I am trying to figure out how to do “isCorrect” in such a way that cell(1,2) is not the same equation as in cell(1,1). Here is my coding so far:
#Correct response x+y=59685 or 5x+2.5y=270425
#creates lhs-rhs, so f(x,y)= x+y-59685 and g(x,y)=5x+2.5y-270425
f = parseEquation(this.cellContent(1,1)).differenceFunction(“x”,“y”)

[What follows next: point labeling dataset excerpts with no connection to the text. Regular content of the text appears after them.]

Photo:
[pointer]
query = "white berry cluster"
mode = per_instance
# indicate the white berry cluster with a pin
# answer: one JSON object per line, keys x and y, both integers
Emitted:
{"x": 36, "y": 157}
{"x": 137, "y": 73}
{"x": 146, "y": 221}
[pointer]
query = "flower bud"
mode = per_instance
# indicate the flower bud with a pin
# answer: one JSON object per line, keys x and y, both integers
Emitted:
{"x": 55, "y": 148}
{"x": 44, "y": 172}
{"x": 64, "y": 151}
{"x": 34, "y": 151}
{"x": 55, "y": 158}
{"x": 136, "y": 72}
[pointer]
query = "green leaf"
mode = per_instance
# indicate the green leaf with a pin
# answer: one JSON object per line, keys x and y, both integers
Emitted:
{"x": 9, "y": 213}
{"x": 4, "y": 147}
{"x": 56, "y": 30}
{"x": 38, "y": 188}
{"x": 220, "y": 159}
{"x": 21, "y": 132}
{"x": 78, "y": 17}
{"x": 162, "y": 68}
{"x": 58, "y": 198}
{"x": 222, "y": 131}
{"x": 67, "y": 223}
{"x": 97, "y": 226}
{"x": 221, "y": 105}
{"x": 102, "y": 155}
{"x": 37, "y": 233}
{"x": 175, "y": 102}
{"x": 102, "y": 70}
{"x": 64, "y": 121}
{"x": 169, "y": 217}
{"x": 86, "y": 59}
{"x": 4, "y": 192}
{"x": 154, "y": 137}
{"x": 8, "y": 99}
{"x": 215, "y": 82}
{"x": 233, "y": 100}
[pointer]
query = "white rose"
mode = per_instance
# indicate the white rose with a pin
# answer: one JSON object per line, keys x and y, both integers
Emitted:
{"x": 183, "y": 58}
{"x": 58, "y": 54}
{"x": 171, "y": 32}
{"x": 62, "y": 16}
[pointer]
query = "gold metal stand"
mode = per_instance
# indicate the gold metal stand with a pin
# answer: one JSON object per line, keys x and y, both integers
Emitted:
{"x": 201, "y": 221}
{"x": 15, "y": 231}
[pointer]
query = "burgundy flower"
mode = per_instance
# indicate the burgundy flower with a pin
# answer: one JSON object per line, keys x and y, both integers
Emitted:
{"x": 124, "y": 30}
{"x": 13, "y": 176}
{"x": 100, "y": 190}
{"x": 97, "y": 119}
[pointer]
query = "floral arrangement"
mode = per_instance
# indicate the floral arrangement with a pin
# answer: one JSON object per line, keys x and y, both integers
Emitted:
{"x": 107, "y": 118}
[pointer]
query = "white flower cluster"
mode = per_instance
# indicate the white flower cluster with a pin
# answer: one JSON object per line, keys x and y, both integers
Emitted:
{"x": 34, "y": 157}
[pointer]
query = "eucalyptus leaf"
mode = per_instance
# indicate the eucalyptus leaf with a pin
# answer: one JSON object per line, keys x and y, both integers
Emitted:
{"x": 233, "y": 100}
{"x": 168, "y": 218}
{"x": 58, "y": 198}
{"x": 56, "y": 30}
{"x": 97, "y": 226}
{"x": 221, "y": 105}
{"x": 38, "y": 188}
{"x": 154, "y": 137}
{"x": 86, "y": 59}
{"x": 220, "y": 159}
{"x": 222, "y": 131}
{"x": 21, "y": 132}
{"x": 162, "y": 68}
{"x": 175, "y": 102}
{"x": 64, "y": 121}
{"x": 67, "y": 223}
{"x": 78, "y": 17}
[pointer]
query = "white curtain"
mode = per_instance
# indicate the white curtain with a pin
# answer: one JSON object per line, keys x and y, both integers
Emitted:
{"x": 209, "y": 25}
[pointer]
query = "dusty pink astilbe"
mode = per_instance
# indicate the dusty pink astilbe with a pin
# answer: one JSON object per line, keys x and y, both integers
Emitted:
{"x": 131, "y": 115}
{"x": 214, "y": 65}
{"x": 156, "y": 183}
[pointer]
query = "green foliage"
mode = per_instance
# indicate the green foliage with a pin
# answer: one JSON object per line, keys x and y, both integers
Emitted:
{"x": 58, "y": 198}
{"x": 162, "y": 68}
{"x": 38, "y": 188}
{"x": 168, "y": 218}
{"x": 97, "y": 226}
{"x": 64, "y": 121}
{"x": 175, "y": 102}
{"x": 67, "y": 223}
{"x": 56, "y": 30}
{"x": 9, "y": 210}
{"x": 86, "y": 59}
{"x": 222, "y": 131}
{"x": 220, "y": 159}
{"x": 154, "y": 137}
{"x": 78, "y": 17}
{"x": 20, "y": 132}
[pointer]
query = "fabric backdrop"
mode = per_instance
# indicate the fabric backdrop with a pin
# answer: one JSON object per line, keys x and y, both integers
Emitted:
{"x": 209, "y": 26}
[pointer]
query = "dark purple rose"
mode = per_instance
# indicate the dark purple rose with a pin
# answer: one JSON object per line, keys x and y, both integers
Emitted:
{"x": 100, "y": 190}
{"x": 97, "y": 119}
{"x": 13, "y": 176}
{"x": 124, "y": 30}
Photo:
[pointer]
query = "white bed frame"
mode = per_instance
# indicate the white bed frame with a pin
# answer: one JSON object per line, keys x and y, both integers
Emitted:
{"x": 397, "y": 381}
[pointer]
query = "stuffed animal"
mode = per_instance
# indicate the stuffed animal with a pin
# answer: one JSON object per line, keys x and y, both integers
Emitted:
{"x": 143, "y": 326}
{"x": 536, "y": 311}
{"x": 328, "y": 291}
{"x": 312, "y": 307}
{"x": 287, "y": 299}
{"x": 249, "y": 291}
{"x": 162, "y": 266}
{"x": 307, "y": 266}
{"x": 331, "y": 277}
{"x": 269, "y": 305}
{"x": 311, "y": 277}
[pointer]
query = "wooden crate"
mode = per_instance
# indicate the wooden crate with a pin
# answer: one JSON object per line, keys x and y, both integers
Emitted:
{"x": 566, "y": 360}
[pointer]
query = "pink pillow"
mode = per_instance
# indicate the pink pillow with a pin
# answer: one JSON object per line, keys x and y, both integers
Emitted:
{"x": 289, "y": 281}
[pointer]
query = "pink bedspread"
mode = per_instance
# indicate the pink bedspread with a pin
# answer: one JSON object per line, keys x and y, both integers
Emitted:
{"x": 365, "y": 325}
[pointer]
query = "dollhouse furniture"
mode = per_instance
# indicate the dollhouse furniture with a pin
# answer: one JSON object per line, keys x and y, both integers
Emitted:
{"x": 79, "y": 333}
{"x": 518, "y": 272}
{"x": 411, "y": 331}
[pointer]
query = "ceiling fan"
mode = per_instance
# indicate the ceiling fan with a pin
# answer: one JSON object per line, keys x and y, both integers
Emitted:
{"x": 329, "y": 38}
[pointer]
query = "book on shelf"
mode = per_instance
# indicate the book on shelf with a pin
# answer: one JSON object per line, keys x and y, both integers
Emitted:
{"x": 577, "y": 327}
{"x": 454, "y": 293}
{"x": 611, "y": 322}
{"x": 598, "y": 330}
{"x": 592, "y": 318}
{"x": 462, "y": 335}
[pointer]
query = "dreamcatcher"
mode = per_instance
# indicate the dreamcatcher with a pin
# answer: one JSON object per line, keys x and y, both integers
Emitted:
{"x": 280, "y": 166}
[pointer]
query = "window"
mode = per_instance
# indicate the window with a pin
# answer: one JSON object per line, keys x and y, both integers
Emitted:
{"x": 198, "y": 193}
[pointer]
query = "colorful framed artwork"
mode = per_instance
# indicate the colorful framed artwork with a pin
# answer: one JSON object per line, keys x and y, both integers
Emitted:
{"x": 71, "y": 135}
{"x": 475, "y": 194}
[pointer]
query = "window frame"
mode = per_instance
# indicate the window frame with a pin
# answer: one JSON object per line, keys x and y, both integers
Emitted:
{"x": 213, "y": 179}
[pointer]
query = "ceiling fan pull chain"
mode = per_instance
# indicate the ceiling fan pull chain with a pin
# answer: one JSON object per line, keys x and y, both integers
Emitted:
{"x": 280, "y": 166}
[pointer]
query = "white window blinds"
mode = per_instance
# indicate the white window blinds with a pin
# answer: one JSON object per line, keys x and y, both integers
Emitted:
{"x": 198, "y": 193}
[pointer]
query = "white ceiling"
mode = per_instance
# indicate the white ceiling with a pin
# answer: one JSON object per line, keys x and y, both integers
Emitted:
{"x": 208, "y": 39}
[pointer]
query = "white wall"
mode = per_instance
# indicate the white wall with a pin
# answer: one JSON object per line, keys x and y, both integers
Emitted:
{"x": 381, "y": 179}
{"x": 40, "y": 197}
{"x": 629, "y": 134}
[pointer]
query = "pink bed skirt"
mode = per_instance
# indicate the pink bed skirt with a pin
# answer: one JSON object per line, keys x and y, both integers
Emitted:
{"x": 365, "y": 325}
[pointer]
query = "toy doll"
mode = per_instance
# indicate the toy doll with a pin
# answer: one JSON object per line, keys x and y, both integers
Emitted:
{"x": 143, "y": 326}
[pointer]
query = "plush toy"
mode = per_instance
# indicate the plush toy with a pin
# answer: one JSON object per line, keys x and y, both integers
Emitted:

g = parseEquation(this.cellContent(1,2)).differenceFunction(“x”,“y”)
#solutions should = 0
checkA = f.evaluateAt(59685,0)=0 and f.evaluateAt(0,59685)=0
checkB = f.evaluateAt(54085,0)=0 and f.evaluateAt(0,108170)=0
checkC = g.evaluateAt(59685,0)=0 and g.evaluateAt(0,59685)=0
checkD = g.evaluateAt(54085,0)=0 and g.evaluateAt(0,108170)=0
correct: (checkA and checkD) or (checkB and checkC)
isCorrect1 =
isCorrect2 =
Do I need to add some other coding before I get to isCorrect1 and isCorrect2? I’m wanting isCorrect1 to represent the entry in cell(1,1) and isCorrect2 to represent the entry in cell(1,2).